Das lange Warten sorgt für Frust bei vielen Asylsuchenden aus Afghanistan. Der 16-jährige Akmal Akhanzada kam im August nach Deutschland. Einige Flüchtlinge gerieten während der langen Wartezeit "auf die schiefe Bahn", sagt er gegenüber der DW. "Ich kenne Leute, die nehmen Drogen, weil sie schon seit Jahren warten und noch immer nicht wissen, was mit ihrem Asylgesuch passieren wird."
Trotz der prekären Lage in Afghanistan erkenne die Bundesregierung nicht an, dass sich das Land in einem "Kriegszustand" befinde, sagt Anwältin Saberi. Daher müssten Asylbewerber eine "direkte individuelle Bedrohung" nachweisen. Dennoch würde Deutschland keinen Afghanen zurückschicken, selbst dann nicht, wenn der Asylantrag abgelehnt werde, erklärt sie. In solchen Fällen stellten die Behörden befristete Dokumente aus, mit denen die Menschen vorerst im Land bleiben könnten. "Das deutsche Asylrecht hat sich zu Gunsten der Asylsuchenden verändert, aber noch immer können sie nicht frei arbeiten oder studieren, solange ihnen kein Asyl gewährt wurde", sagt die Anwältin und betont die schwierigen Umstände der Menschen nach ihrer Ankunft in Deutschland.
Konflikt ohne Ende
Dennoch ist es kaum möglich, weitere Afghanen davon abzuhalten, ihre Heimat zu verlassen. "Die Menschen in Afghanistan haben nicht nur Angst, sie sind auch enttäuscht von den sozio-politischen und wirtschaftlichen Aussichten des Landes", sagt Siegfried O. Wolf, Direktor des South Asia Democratic Forum (SADF) in Brüssel.

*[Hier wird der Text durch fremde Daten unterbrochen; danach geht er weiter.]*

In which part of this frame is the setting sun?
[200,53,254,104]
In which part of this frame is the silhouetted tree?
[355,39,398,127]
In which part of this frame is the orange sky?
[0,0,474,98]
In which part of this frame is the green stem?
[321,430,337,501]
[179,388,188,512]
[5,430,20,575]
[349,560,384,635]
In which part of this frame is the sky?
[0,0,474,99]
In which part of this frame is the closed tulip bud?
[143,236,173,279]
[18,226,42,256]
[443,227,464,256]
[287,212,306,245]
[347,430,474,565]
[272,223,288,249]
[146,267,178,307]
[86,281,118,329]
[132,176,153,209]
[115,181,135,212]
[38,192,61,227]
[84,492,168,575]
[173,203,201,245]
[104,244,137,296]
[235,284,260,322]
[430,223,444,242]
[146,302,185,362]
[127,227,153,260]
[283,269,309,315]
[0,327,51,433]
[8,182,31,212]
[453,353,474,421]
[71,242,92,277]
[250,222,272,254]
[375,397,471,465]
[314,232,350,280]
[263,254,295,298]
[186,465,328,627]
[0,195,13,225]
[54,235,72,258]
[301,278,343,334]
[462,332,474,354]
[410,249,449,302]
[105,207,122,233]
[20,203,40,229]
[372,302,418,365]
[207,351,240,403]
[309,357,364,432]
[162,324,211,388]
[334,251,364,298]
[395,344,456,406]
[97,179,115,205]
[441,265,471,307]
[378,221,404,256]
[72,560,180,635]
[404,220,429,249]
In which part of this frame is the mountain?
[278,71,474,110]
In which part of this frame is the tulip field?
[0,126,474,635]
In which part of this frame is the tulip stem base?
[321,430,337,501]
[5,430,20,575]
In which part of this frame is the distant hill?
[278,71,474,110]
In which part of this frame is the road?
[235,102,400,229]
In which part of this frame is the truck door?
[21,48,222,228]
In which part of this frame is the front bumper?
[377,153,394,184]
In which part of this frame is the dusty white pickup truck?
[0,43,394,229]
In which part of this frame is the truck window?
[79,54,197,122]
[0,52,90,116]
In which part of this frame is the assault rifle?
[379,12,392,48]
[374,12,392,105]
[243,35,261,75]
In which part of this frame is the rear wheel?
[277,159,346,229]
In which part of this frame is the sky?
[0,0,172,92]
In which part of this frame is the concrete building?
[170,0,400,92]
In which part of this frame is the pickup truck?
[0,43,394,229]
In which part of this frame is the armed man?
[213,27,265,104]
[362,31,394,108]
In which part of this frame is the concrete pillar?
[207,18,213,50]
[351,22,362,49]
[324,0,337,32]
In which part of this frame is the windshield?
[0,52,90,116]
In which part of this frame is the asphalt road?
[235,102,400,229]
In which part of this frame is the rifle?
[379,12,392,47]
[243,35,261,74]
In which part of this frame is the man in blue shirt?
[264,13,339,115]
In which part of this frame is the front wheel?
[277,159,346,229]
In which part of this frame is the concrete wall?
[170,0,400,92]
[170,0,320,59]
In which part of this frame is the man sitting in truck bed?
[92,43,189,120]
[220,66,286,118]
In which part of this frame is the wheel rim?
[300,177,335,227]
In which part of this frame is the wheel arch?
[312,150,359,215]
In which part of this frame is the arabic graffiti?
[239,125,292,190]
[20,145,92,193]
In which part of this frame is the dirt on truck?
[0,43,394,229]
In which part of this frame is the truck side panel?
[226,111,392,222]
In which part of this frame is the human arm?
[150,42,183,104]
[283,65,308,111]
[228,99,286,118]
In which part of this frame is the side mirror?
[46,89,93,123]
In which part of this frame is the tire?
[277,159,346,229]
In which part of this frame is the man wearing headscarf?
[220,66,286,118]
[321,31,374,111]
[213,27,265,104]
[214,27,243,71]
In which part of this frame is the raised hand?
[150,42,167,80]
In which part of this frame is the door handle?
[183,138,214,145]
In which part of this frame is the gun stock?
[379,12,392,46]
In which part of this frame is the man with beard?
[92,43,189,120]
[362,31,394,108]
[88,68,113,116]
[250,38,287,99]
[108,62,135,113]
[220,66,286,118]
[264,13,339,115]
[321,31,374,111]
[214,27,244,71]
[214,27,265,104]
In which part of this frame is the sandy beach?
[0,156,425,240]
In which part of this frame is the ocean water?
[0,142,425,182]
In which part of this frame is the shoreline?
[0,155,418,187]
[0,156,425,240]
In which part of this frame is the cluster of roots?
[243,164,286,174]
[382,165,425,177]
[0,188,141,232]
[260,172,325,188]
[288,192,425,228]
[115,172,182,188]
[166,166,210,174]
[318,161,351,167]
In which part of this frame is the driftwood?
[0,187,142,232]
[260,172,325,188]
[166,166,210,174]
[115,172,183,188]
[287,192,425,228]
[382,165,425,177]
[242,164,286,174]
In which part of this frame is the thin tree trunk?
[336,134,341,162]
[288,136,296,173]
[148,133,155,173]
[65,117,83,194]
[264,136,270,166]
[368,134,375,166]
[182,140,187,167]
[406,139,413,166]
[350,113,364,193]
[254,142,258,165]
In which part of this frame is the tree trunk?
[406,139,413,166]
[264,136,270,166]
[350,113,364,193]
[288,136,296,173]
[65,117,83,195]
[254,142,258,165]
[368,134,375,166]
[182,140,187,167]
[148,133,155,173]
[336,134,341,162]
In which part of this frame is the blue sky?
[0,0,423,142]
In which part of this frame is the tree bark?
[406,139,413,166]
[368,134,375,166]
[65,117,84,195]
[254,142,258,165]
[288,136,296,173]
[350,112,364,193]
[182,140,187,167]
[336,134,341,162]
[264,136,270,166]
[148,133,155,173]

Nach Zahlen der Assistenzmission der Vereinten Nationen in Afghanistan (UNAMA) wurden in der ersten Hälfte dieses Jahres fast 5000 Zivilisten in dem Land bei den Kämpfen zwischen den Sicherheitskräften und den Aufständischen getötet. Neben der Unsicherheit seien die schlechte Regierung, der Aufstieg des Islamismus und die Arbeitslosigkeit Schlüsselfaktoren für die Auswanderung, sagt Wolf. Allerdings könne die afghanische Regierung - zumindest kurzfristig - kaum etwas tun, um die Menschen davon abzuhaltn, das Land zu verlassen.